FAQs about Securities for Start-ups

January 22, 2015

By: Gil B. Selinger

  • Why should I care about “securities”?

Selling an interest in your company, or a debt instrument (a “Security”) implicates state and federal laws related to the sale of Securities. So does the identity of the person selling the Security. The sale of every Security, and every person selling the Security, must be either “registered” or “exempt” or it is illegal. No startup wants to be selling illegal Securities. Registration of both the Security and the person is a lengthy and expensive process that is not suitable for a startup. That leaves finding the proper exemption.

Additionally, any person selling Securities must not make a material omission of fact or a misstatement of fact in connection with the offer or sale. This part of the Securities laws, known as “10b-5,” is designed to protect the investor from the risks of buying Securities. Anything and everything you say in the context of selling Securities in your startup implicates 10b-5 and the consequences can be criminal.

  • What is the most commonly used exemption for selling Securities?

The federal Securities laws have created certain “safe harbors” for the private sale of securities. If the conditions of a safe harbor are met, the sale of Securities will be exempt from registration. In the world of startups, the most commonly used exemption is the safe harbor under Rule 506(b) of Regulation D, which allows the sale of an unrestricted dollar amount of securities, to up to 35 non-accredited investors, and an unlimited number of accredited investors. General solicitation and general advertising are not permitted in an offering under Rule 506(b).

  • I’m not sure if the people I have lined up to invest in my startup are “accredited investors.” What does that mean?

An accredited investor is an investor who has the financial resources and acumen to be able to make their own, reasonable investment decisions, when presented with all relevant information, and be able to withstand totally losing their entire investment. A questionnaire is generally used to inquire about an investor’s accreditation, and they will self certify how they are accredited. There are certain criteria that must be met in order to be an “accredited investor,” including:

For a natural person, the individual’s net worth or combined net worth, with their spouse, excluding the value of their primary residence, must be in excess of $1,000,000; or, alternatively, the individual’s income is greater than $200,000, or $300,000 jointly with their spouse, for each of the two most recent years. A natural person may also be deemed to be accredited if they are an insider of the issuing company.

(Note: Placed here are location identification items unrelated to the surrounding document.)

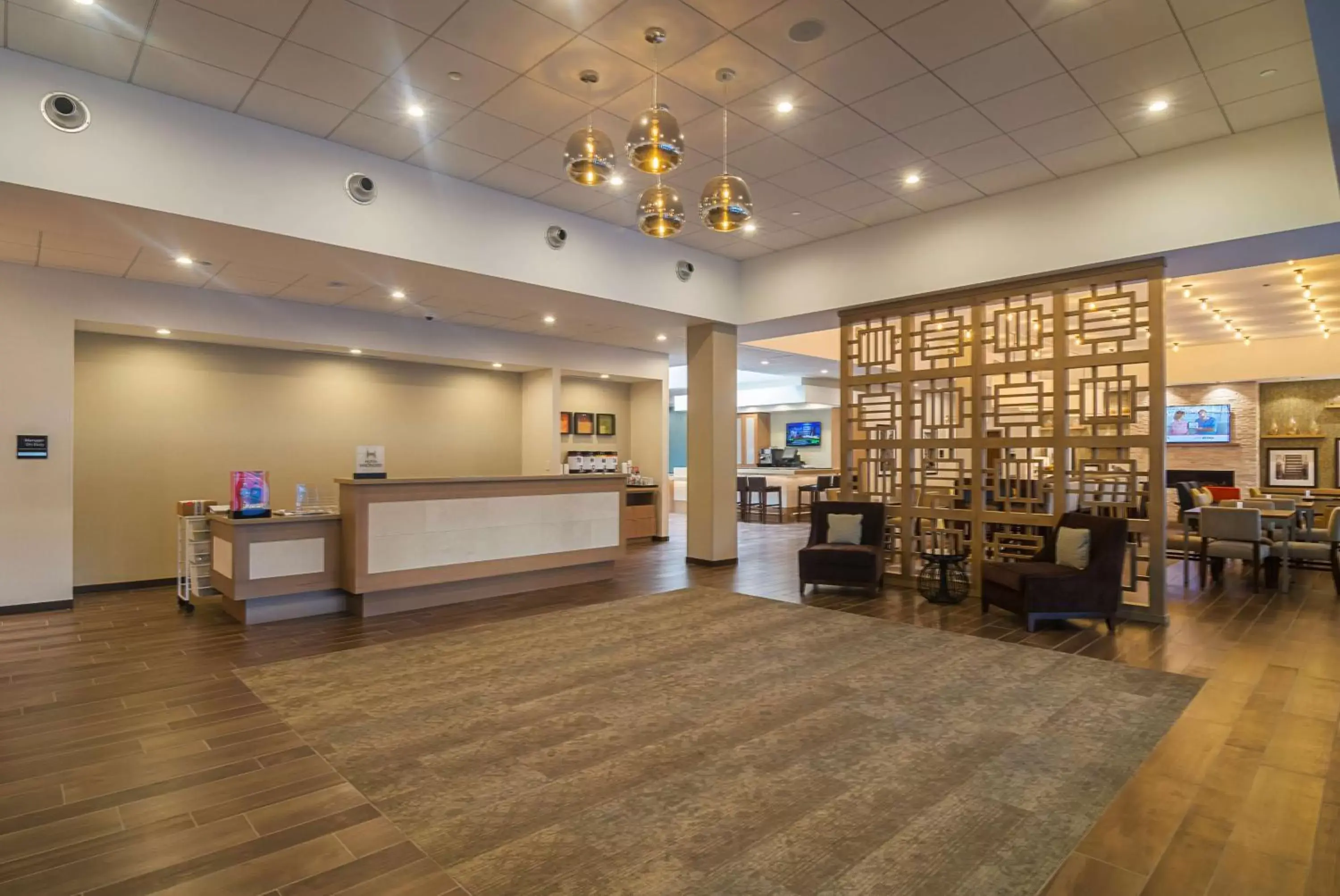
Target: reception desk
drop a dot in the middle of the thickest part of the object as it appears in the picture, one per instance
(276, 567)
(420, 543)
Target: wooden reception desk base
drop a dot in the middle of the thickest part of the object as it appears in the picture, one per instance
(276, 567)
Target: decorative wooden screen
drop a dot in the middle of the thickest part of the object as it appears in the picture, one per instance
(988, 413)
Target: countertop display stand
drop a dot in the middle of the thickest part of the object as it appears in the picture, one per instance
(195, 559)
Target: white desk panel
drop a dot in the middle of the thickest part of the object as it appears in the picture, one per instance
(417, 535)
(297, 557)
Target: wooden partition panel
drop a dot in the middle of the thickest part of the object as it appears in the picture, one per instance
(989, 413)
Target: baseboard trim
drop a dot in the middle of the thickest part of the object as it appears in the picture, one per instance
(140, 584)
(46, 606)
(699, 561)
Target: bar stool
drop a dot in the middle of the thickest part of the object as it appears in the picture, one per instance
(825, 482)
(758, 486)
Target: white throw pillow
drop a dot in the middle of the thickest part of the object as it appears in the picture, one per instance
(845, 528)
(1072, 548)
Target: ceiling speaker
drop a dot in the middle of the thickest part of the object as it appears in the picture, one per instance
(66, 113)
(361, 188)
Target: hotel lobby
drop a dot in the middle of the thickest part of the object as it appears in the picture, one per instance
(783, 448)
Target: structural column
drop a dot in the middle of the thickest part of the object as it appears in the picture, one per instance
(649, 441)
(540, 398)
(712, 445)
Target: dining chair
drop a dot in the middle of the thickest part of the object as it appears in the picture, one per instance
(1233, 533)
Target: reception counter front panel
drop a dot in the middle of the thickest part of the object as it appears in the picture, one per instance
(417, 543)
(417, 535)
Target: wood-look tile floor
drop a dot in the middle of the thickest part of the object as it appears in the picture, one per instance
(133, 760)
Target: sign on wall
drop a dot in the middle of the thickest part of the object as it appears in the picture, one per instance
(33, 448)
(370, 462)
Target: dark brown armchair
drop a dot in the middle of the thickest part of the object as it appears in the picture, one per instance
(1039, 588)
(859, 565)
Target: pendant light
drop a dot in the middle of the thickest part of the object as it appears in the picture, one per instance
(660, 212)
(725, 204)
(589, 157)
(656, 142)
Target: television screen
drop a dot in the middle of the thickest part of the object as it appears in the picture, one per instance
(1198, 424)
(803, 435)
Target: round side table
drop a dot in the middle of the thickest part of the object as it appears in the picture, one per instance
(942, 579)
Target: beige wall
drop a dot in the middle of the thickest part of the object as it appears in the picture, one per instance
(157, 421)
(598, 397)
(1243, 454)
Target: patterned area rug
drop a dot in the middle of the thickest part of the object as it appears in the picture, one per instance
(708, 742)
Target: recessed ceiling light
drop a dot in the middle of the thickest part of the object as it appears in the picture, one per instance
(806, 31)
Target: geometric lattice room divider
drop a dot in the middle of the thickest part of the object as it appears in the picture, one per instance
(980, 416)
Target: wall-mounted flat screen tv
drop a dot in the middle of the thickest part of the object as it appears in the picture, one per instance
(803, 435)
(1198, 424)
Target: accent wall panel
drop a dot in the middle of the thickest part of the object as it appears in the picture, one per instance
(981, 416)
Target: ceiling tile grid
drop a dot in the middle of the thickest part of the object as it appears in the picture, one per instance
(897, 106)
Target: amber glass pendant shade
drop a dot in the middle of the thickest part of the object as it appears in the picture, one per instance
(660, 212)
(589, 157)
(725, 204)
(654, 142)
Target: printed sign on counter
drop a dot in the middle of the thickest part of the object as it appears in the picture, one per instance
(370, 462)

For various types of entities, the entity must not have been organized solely for the purpose of making the investment, and it generally must have $5,000,000 in assets. Sometimes, the underlying investors of the entity must also be accredited.

Additionally, if you choose to sell your Securities to those 35 permitted non-accredited investors, you will be required to provide them with additional disclosures, including an audited balance sheet. These additional disclosures are to protect the naïve, non-accredited investor from securities fraud. Failing to make the proper disclosures to the non-accredited investors jeopardizes the safe harbor for the entire offering, so these disclosures are very important.

  • Wait, I can’t advertise or widely disseminate that I’m selling my Securities?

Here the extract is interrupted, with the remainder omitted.